- Born: April 4, 1946 (age 79) Sakhalin, Japan
- Style: Kyokushin Karate, Judo, Satojuku Karate
- Teachers: Masutatsu Oyama, Terutomo Yamazaki
- Rank: 4th dan karate, 3rd dan judo

Other information
- Website: http://www.satojuku.com/

= Katsuaki Satō =

Martial artist

Katsuaki Satō (佐藤 勝昭, Satō Katsuaki) is the founder and director of Satojuku Karate, also known as Odo (The Champion's Way) karate. The Satojuku honbu (headquarters) is located in Tachikawa, Japan.
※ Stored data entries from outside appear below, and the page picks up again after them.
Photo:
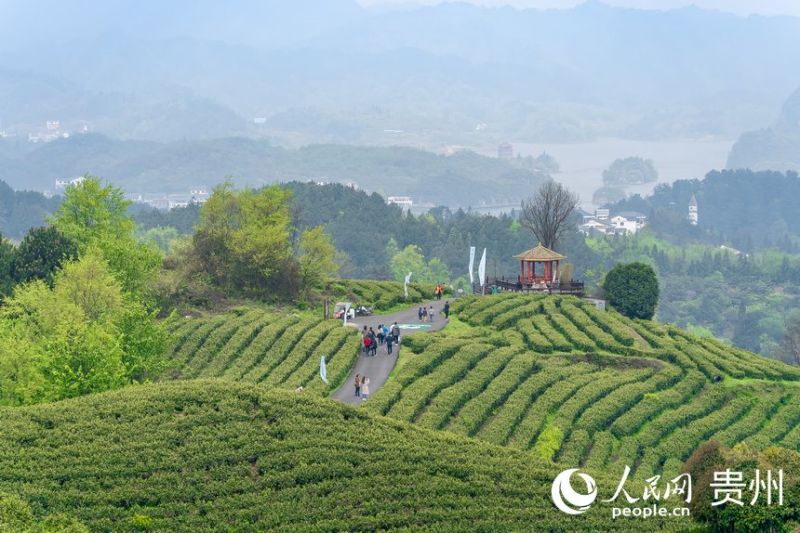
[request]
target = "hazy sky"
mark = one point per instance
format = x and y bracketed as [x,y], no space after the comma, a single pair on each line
[740,7]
Satō was born on April 4, 1946, on Sakhalin Island, then part of occupied Japan following the end of World War II. The Soviet Union had invaded the island during the closing stages of the war, but around 300,000 Japanese remained on the island, including Satō's family. In 1947, his family moved to Nakoso, in Fukushima Prefecture.
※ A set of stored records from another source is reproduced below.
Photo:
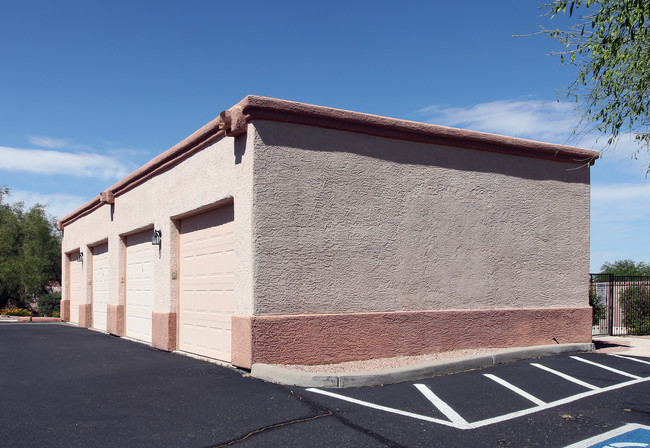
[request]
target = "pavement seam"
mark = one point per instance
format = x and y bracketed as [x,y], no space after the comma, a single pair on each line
[271,427]
[350,424]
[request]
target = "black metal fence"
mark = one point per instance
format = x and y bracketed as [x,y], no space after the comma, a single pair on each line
[621,304]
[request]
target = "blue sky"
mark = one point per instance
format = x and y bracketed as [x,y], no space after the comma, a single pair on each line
[89,91]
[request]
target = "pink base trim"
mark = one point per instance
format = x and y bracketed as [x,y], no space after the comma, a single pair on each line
[164,331]
[39,319]
[332,338]
[86,315]
[115,323]
[65,310]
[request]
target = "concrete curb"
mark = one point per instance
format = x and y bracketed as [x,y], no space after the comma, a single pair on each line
[281,375]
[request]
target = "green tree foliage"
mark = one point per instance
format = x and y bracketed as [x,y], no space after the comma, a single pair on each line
[49,305]
[635,302]
[598,308]
[610,45]
[625,267]
[30,251]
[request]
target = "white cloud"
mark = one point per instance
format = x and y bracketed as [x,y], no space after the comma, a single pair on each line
[80,164]
[541,120]
[58,205]
[48,142]
[620,219]
[622,192]
[620,210]
[54,143]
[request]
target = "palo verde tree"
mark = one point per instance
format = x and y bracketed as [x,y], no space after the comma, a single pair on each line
[609,43]
[30,251]
[625,267]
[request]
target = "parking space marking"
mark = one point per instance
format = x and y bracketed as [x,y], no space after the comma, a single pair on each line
[565,376]
[611,369]
[631,359]
[443,407]
[458,422]
[382,408]
[515,389]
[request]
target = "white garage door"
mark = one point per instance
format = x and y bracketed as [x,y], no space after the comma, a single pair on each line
[76,283]
[139,285]
[207,283]
[100,285]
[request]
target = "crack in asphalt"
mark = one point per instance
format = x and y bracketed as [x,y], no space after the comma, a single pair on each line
[323,411]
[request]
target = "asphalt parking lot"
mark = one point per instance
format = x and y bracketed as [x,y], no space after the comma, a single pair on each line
[65,386]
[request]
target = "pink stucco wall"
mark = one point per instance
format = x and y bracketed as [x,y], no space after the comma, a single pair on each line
[331,338]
In high school Satō trained-in judo; after graduation, he continued to study it while working full-time as a journalist and studying part-time at Chuo University. However, at the age of 20, he injured his knee and shoulder and had to give up judo. Instead, he began training in Kyokushin karate in 1969. Satō studied karate from Terutomo Yamazaki for whom Satō has expressed much respect. Satō reached the rank of shodan (1st degree black belt) on October 1, 1971. He reached the rank of 3rd dan in karate on March 18, 1973 and he had also attained 3rd dan ranking in judo. He reached the rank of 4th dan in karate on May 1, 1974.
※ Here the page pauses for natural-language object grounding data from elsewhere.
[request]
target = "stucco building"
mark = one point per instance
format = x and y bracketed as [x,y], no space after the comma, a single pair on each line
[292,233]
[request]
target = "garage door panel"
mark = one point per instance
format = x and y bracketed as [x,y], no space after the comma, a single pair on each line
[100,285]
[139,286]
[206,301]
Satō excelled in tournament competition. He won the 1971 (Third) and 1974 (Sixth) All-Japan Full Contact Karate Championships (AJFCKC), as well as the 1975 First All-World Full Contact Karate Championships (AWFCKC). He was part of a Kyokushin training group nicknamed "The Seven Samurai," which included Jōkō Ninomiya. Satō defeated Ninomiya on his way to taking the 1975 Kyokushin title. In 1976, he was listed at 5 ft 10+1/2 in in height and 183 lb in weight. A later source specifies 1.80 m and 90 kg. He then retired from full-time karate training and competition and devoted himself to assisting his family's business.

In 1977, Satō started his own karate style, Satojuku, in Mitaka, Tokyo, as a single dojo (training hall). Satojuku has now grown to include dojo in many locations in Japan. Satojuku is known as a similar style to Kyokushin, but emphasizes precise knockdown techniques over techniques designed to injure or "knock-out" one's opponent. The organization sponsors an annual tournament, the All-Japan Point & K.O. Tournament, held at Yoyogi National Gymnasium in Tokyo, Japan, with full-contact, knockdown rules of competition.

Describing his art in 1987, Satō wrote, "Odo means the way champions must behave. It is based on humane feelings and courtesy, on being honorable, on being devoid of selfishness or bias. It is the antithesis of any martial art that relies only on force to conquer an opponent."